A bacterial laccase having potential to work in industry without mediator is of special interest. In this work, gene (1.83kb) encoding a novel laccase from Rheinheimera sp., having potential to deink waste paper without mediator, was cloned, over-expressed and the induced 69kDa protein (RhLacc) was purified and characterized. rhlacc gene was mutated by error prone PCR and mutants were sequenced. One mutant showed protein truncation resulting in the absence of domain 3 that contains T1 copper center.

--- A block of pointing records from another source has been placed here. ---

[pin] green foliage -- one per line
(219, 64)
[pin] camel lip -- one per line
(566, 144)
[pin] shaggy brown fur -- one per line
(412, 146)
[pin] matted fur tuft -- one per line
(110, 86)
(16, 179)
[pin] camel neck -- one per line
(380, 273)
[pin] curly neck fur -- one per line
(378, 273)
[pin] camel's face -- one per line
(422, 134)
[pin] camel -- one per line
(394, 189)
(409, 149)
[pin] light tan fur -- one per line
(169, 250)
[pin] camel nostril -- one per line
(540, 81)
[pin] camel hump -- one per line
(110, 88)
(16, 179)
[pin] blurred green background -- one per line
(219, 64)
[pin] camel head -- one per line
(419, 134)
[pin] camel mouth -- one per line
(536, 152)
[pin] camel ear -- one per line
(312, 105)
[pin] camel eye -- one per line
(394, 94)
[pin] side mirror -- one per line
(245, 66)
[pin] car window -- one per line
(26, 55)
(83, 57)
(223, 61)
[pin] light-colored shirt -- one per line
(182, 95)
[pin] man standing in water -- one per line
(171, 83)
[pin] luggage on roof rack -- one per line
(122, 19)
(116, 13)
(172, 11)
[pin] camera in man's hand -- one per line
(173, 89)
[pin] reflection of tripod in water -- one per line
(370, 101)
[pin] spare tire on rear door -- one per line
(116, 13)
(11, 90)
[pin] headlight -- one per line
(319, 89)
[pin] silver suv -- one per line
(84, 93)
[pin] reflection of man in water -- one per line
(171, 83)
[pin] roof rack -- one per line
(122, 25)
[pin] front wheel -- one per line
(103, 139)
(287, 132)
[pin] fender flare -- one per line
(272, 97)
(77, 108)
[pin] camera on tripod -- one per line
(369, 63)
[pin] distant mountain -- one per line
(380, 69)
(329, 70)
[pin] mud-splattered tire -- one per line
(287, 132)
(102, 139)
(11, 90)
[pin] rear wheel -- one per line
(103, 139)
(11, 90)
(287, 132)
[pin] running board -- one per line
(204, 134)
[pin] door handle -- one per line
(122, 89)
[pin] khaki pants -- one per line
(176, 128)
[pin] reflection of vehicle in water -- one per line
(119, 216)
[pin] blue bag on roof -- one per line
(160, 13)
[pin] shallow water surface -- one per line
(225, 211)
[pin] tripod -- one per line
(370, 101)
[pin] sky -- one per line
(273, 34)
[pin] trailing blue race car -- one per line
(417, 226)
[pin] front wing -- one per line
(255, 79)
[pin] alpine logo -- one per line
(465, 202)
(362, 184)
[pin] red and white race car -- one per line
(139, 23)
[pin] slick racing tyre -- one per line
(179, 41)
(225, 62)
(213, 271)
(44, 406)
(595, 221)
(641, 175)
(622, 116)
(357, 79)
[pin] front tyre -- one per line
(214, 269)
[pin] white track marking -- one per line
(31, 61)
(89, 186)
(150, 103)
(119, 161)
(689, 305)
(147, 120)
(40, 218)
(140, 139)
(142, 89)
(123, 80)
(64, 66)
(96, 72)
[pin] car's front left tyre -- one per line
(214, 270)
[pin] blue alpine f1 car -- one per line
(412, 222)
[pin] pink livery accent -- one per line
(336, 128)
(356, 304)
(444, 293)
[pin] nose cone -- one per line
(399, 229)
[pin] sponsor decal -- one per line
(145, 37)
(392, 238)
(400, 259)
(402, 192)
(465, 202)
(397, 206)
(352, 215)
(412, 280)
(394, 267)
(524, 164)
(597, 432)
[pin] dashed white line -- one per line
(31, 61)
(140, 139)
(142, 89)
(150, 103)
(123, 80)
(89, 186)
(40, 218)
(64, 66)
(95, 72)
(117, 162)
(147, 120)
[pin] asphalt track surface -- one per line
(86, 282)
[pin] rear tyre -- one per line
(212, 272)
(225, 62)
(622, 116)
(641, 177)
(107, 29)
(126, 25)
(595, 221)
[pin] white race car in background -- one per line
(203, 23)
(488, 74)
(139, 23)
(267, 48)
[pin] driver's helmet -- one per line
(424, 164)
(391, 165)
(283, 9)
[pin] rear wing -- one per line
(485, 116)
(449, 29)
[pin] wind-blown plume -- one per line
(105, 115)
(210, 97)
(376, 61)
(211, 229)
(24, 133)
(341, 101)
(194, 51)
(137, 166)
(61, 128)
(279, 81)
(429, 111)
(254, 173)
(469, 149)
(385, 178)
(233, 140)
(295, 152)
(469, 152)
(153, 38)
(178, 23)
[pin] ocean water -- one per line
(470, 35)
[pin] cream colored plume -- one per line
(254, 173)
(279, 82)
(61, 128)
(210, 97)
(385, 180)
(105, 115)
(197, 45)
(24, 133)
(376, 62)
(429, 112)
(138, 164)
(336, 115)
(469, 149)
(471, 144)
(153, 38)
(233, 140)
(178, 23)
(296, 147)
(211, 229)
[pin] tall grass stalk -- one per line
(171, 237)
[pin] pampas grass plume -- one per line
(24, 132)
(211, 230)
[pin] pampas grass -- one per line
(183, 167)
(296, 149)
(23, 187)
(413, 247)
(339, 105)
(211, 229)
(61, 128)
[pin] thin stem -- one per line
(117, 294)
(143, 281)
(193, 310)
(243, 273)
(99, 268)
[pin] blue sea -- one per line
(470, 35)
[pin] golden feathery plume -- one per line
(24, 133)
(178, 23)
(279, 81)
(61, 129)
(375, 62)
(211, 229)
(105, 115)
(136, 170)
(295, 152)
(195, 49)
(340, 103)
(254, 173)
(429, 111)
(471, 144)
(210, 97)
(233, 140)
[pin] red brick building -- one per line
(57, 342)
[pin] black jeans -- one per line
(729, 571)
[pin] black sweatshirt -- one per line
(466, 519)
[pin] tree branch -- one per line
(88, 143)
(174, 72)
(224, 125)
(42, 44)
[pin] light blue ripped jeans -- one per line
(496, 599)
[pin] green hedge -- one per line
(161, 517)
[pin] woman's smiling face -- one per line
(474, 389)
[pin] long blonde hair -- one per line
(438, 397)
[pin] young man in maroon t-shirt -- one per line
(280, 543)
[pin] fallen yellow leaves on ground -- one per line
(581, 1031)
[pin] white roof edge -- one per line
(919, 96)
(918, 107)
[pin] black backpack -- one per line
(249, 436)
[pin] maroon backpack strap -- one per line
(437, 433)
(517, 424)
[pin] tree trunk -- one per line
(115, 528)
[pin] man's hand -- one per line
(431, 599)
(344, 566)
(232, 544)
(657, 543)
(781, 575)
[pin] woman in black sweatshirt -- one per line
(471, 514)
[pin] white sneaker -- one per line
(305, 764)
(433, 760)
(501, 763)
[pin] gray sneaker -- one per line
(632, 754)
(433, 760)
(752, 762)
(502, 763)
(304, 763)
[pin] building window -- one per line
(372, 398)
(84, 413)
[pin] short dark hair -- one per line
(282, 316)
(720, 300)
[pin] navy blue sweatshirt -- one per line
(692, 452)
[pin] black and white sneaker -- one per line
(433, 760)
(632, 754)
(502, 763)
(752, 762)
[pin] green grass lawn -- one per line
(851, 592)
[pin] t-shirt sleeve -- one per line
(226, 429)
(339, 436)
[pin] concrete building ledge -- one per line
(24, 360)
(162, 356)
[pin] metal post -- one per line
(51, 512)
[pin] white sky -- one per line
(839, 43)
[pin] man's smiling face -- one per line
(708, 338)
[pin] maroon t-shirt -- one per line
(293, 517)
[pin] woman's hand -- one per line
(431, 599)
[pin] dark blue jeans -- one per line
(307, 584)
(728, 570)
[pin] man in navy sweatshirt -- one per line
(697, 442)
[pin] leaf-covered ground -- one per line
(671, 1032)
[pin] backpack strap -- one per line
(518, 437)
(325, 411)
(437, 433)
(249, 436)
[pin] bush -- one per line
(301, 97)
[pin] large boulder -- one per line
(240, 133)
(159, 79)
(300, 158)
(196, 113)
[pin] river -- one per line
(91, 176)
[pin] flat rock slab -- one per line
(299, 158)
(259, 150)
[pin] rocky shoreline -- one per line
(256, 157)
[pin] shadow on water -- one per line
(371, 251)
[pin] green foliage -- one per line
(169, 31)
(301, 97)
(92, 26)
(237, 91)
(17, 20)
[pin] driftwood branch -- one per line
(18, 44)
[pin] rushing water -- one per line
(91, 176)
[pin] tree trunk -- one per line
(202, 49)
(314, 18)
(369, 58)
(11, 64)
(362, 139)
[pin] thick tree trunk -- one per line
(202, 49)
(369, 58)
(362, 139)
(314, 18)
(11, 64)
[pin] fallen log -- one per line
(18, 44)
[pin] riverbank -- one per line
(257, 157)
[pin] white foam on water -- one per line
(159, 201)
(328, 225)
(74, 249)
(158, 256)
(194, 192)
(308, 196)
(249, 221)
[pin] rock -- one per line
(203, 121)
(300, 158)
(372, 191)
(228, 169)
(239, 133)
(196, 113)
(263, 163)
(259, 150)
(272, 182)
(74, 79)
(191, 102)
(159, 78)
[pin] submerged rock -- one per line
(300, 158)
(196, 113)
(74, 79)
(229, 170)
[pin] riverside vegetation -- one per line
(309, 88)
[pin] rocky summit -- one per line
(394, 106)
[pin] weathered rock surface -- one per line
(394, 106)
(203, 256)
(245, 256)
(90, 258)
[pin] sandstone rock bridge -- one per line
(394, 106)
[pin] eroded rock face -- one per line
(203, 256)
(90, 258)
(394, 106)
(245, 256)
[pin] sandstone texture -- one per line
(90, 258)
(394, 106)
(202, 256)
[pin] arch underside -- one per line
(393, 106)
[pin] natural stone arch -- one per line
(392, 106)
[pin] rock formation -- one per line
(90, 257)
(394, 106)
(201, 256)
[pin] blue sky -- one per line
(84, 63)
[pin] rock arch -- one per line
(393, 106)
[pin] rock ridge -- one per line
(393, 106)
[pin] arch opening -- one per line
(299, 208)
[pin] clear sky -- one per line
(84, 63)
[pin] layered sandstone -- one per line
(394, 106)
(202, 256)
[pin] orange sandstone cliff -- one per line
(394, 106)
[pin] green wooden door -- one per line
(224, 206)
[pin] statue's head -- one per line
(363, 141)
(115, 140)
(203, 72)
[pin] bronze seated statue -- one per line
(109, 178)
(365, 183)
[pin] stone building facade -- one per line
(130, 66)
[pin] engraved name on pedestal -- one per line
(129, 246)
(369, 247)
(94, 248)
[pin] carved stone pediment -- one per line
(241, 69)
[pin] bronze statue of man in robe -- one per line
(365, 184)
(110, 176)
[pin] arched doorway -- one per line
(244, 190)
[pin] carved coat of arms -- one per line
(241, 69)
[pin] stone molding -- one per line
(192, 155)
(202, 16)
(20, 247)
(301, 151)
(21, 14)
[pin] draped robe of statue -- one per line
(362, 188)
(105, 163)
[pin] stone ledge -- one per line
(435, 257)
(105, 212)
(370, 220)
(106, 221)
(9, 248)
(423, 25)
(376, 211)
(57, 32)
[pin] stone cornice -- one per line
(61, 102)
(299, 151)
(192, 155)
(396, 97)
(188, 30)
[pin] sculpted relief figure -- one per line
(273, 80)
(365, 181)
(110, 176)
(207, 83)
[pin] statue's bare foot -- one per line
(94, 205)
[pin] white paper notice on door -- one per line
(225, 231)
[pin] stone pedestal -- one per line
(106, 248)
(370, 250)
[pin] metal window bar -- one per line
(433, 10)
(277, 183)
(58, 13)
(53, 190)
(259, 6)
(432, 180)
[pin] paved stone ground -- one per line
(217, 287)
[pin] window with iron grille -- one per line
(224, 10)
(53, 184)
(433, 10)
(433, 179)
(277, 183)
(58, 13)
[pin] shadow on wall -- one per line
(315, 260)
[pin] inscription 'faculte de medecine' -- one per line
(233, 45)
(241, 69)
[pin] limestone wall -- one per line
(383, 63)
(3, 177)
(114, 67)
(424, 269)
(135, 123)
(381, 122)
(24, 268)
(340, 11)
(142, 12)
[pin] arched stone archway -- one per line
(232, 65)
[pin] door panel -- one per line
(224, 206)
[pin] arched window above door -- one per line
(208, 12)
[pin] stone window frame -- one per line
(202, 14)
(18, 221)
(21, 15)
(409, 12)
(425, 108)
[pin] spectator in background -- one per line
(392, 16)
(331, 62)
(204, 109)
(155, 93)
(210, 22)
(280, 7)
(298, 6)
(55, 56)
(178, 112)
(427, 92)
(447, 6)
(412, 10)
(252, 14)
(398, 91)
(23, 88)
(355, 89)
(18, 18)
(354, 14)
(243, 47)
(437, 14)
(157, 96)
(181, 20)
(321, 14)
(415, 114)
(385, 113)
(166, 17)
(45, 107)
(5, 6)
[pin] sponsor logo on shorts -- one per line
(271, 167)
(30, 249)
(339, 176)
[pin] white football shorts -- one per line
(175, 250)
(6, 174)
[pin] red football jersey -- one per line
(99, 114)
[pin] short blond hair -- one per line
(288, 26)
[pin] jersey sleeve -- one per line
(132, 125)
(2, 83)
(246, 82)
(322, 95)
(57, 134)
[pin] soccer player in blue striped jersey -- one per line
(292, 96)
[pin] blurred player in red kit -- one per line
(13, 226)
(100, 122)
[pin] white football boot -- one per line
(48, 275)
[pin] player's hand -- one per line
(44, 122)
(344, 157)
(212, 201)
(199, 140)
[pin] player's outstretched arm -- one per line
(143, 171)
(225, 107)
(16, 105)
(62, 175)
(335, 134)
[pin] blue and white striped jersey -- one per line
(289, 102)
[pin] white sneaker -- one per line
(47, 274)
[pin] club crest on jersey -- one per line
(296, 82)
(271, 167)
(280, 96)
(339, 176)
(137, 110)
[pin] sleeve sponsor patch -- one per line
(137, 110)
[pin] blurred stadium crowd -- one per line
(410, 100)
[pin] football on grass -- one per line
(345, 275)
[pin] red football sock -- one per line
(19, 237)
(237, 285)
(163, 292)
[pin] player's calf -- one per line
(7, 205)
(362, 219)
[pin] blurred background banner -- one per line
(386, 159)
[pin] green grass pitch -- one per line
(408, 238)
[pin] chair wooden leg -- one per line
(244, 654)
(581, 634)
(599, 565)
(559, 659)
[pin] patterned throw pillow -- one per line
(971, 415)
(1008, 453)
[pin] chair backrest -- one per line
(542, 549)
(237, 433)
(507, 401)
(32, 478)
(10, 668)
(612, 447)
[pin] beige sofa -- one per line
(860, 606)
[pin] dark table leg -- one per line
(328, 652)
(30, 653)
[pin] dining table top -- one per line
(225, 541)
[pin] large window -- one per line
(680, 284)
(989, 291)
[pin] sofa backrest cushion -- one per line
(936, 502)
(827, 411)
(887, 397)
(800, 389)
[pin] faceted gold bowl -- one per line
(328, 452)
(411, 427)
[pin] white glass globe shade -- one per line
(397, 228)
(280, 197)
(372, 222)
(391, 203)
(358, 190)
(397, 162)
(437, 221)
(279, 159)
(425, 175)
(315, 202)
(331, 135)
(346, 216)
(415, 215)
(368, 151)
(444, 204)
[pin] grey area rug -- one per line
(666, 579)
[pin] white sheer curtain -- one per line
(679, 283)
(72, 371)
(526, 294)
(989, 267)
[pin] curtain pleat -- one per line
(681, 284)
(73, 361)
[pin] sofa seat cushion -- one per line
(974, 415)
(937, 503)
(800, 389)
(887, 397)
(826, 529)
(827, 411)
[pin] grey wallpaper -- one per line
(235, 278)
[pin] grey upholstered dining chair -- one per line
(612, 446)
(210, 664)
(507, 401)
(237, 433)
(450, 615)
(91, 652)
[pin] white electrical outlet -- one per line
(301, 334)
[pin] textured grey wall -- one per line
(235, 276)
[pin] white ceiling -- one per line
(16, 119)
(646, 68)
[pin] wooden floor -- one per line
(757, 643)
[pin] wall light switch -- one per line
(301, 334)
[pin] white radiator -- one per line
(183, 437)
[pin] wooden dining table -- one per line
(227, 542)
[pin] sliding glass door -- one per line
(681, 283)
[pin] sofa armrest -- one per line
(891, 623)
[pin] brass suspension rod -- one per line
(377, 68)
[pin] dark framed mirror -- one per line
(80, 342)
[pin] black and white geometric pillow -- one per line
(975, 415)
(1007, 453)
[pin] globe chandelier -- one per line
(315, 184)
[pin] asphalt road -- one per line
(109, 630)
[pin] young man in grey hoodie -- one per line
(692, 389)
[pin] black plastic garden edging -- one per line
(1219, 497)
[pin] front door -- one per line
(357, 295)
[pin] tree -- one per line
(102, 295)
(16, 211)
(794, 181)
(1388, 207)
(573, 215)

It is known that redox potential of T1 is the key parameter for substrate oxidation. Overexpression of this mutant gene showed induced 41.1kDa protein (∆RhLacc) that exhibited laccase activity but in the presence of added copper, compared to RhLacc which showed activity without added copper ions. Optimum temperature for both was 55°C. However, optimum pH varied with substrates. Kinetic studies showed ∆RhLacc had lower affinity for substrates except for guaiacol and reduced kcat in comparison to RhLacc. Both were able to deink old newspaper and degrade indigo carmine without mediator. The study suggests that the novel property to deink waste paper without mediator may not depend on the redox potential of T1 but other mechanisms using domains 1 and 2 may be involved.